Ralph Martire, executive director of the bipartisan Center for Tax and Budget Accountability, said there are other risks to state budgets when legislatures allow more gambling opportunities such as sports wagering.
"It's a highly regressive tax for one that affects the poor more, and No. 2 it tends to be a substitute to purchasing," he said. "Money that people wager is money they're not spending on groceries or getting the car fixed."
Sports gamblers lost money on almost every category of sports, some at much higher levels than others.
Gamblers lost just 4% of the money they bet on basketball from March 2020 to March 2022, records show. But they lost 20.1% of the money they bet on motor racing. Yet the losses on motor racing were just barely more than $2 million during that time.

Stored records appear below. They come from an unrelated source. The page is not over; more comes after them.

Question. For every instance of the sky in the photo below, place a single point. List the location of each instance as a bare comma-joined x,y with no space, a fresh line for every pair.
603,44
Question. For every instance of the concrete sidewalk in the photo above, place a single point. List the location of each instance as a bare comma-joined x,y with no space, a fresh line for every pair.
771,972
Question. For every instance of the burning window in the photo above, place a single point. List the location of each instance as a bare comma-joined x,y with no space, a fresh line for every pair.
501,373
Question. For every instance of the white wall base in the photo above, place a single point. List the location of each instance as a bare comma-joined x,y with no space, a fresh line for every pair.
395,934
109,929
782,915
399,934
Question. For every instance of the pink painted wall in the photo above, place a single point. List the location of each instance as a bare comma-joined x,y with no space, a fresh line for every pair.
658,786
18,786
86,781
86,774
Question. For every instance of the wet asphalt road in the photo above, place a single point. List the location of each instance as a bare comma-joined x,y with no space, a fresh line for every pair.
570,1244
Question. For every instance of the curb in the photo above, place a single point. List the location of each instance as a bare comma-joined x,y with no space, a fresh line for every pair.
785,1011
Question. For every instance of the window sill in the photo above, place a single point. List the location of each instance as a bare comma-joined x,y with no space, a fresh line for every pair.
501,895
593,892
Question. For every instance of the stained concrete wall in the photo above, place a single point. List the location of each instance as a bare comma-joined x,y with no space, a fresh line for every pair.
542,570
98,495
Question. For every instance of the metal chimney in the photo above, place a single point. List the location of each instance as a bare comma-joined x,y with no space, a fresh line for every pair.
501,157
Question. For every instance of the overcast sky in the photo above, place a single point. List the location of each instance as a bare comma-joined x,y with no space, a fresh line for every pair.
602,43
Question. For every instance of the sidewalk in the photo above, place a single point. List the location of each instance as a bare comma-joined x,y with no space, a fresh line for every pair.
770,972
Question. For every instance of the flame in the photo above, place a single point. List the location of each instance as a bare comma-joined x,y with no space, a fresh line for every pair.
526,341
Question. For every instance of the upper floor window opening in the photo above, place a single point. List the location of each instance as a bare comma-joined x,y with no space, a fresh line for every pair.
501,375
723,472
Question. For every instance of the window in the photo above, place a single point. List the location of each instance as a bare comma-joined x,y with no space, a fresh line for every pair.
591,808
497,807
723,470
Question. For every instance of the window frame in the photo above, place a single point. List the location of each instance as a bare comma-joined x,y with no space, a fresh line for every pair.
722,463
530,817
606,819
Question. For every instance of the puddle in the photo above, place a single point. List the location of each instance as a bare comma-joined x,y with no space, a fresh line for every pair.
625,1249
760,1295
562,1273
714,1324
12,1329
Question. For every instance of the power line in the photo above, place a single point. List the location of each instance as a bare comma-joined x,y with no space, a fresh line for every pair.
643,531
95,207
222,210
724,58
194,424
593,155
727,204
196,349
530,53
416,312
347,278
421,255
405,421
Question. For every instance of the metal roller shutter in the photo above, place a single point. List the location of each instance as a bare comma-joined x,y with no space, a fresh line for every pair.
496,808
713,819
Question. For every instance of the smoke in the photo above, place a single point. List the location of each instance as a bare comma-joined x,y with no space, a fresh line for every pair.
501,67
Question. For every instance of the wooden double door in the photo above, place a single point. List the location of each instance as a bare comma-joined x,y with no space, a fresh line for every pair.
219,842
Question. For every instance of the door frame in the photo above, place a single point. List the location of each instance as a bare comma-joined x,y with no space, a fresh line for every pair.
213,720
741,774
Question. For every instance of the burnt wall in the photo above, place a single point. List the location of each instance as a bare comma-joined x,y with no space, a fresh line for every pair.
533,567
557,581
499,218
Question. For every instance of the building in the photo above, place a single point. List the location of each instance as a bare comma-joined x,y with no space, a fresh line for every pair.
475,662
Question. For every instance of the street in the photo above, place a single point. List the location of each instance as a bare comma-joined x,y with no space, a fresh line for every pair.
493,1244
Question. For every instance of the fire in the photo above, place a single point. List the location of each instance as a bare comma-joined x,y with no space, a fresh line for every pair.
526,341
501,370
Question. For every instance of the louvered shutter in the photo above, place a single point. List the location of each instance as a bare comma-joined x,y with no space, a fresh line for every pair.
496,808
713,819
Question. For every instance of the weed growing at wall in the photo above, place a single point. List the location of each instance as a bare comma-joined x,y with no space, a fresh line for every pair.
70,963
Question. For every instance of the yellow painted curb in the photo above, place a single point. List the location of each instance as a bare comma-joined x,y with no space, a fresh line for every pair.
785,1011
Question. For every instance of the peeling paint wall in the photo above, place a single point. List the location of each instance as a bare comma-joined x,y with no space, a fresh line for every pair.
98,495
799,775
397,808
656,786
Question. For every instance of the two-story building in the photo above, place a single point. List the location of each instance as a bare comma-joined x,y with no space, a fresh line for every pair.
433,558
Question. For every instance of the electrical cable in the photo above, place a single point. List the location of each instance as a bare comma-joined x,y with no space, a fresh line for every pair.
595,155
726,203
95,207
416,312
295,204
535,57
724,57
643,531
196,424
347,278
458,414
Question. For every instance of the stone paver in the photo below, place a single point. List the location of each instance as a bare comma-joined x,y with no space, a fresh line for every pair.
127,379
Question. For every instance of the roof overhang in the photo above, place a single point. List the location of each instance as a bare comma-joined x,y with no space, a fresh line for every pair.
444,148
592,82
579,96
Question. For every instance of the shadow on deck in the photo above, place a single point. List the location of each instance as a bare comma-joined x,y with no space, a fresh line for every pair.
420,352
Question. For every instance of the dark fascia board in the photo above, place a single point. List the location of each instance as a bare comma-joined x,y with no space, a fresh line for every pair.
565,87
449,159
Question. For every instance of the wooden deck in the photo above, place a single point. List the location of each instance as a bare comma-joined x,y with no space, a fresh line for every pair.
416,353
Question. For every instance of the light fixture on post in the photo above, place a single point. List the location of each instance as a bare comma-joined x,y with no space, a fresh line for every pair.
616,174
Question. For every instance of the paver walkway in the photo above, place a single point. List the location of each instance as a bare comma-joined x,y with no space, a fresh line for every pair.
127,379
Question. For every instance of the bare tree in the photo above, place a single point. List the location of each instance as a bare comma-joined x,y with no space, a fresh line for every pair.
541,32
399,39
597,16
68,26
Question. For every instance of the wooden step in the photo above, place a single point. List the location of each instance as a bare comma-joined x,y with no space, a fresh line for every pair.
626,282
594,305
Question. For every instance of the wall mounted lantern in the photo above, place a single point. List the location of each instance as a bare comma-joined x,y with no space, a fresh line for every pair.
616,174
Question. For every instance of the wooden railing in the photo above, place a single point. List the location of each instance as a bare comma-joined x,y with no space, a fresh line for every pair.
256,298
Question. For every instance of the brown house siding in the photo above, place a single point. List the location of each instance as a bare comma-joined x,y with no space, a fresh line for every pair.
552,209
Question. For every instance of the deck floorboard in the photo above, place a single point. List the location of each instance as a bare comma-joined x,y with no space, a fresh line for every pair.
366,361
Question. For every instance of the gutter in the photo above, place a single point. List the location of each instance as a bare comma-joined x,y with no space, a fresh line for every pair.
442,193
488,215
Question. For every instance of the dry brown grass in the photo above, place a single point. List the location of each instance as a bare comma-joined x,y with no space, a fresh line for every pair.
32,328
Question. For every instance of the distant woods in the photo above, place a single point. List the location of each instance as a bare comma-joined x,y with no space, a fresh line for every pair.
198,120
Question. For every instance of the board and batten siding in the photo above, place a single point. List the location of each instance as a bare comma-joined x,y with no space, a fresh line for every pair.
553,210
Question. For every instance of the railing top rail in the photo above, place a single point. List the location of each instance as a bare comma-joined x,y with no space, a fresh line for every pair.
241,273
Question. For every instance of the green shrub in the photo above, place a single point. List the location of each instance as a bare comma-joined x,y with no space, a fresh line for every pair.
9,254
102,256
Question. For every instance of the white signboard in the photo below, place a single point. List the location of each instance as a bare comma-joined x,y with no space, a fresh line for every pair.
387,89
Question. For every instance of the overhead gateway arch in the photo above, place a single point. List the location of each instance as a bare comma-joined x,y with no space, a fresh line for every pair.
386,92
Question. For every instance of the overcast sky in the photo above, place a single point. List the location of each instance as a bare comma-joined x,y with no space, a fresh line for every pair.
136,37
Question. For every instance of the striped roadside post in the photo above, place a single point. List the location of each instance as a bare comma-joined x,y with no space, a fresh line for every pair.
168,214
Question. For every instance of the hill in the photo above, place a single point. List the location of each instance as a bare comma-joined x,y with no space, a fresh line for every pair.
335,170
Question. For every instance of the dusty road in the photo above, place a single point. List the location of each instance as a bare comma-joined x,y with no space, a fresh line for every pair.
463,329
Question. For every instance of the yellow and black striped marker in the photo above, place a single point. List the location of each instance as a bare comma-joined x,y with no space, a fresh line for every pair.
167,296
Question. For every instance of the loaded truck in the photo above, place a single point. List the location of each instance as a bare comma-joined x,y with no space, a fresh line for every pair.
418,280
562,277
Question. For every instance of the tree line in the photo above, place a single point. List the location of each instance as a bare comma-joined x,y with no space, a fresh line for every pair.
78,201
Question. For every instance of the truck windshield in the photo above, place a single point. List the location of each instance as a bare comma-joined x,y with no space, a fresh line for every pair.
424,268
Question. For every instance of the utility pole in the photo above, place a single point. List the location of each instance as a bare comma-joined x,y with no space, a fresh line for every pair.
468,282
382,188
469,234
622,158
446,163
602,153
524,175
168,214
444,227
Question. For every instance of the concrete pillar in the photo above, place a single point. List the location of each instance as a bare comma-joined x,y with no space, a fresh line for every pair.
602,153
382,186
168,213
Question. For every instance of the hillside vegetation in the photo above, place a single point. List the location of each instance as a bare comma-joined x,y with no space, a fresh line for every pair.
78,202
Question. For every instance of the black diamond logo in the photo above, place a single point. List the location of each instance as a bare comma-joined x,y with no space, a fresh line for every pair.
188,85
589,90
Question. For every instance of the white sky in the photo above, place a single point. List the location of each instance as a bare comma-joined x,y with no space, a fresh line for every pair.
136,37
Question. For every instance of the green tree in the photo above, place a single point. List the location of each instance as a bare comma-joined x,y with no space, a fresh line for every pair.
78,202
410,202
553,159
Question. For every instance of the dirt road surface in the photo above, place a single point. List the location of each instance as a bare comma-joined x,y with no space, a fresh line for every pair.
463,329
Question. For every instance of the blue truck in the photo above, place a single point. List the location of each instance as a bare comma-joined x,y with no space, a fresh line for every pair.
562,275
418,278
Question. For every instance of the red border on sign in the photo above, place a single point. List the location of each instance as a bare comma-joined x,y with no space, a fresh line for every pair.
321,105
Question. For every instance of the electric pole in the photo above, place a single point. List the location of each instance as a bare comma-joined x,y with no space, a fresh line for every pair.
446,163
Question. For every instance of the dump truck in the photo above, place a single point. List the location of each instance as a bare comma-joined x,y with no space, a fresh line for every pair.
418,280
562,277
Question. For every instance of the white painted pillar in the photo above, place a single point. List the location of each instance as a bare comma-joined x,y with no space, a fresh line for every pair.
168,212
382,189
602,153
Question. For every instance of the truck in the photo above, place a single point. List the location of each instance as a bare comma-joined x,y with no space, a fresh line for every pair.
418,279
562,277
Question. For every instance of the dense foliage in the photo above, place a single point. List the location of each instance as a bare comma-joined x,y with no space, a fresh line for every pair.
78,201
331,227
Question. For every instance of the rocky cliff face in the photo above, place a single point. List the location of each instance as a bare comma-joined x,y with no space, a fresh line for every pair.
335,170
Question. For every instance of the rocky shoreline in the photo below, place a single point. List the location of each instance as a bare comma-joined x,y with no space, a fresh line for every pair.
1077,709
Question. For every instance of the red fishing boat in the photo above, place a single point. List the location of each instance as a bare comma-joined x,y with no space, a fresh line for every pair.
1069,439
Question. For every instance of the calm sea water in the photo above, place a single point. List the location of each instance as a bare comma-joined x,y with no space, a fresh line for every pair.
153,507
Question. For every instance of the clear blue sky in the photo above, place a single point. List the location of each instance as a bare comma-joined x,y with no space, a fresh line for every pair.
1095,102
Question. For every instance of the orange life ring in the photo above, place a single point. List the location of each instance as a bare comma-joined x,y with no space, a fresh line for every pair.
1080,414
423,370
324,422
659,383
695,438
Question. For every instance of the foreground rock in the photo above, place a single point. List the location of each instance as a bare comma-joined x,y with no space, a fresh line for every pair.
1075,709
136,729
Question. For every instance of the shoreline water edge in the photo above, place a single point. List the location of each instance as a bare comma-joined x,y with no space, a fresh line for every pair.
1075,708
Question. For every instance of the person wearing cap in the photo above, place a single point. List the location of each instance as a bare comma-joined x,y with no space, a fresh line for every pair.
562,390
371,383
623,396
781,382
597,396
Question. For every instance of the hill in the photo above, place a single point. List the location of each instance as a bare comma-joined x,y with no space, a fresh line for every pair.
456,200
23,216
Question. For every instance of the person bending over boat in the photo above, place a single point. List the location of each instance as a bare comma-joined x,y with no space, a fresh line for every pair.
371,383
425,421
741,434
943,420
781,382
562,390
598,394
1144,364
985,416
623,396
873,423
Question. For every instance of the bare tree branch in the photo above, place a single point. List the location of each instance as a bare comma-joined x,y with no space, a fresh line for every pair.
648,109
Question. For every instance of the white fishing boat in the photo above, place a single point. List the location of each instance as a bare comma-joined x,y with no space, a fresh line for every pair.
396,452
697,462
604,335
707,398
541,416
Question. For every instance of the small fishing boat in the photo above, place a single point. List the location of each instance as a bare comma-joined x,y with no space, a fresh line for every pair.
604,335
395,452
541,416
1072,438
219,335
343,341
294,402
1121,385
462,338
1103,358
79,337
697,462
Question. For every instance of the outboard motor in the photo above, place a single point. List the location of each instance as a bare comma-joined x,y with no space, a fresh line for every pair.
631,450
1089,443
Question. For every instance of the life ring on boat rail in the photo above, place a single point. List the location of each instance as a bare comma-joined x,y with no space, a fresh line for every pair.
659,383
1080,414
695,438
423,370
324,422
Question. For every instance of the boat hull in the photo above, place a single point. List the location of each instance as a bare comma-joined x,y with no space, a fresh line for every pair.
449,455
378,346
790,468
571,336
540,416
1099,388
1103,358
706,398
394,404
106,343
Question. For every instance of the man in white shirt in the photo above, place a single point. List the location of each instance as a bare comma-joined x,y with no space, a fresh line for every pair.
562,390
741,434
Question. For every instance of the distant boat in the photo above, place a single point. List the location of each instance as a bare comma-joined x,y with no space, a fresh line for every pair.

Basketball is the most popular sport to bet on in Illinois sportsbooks. The losses gamblers took on basketball bets were more than $133 million.
The Illinois Gaming Board allowed some sportsbooks to take bets on international sporting events or leagues, and gamblers came in ahead in only that category, according to the state agency's report.
Illinois gamblers also love a parlay, according to gaming board records.
More than 37.3 million parlay wagers -- multiple bets tied into a single wager that increases a bettor's payout -- were made over the first two years of Illinois' sportsbooks' operations. Gamblers lost nearly $400 million on parlays, more than 16% of what they bet, records show.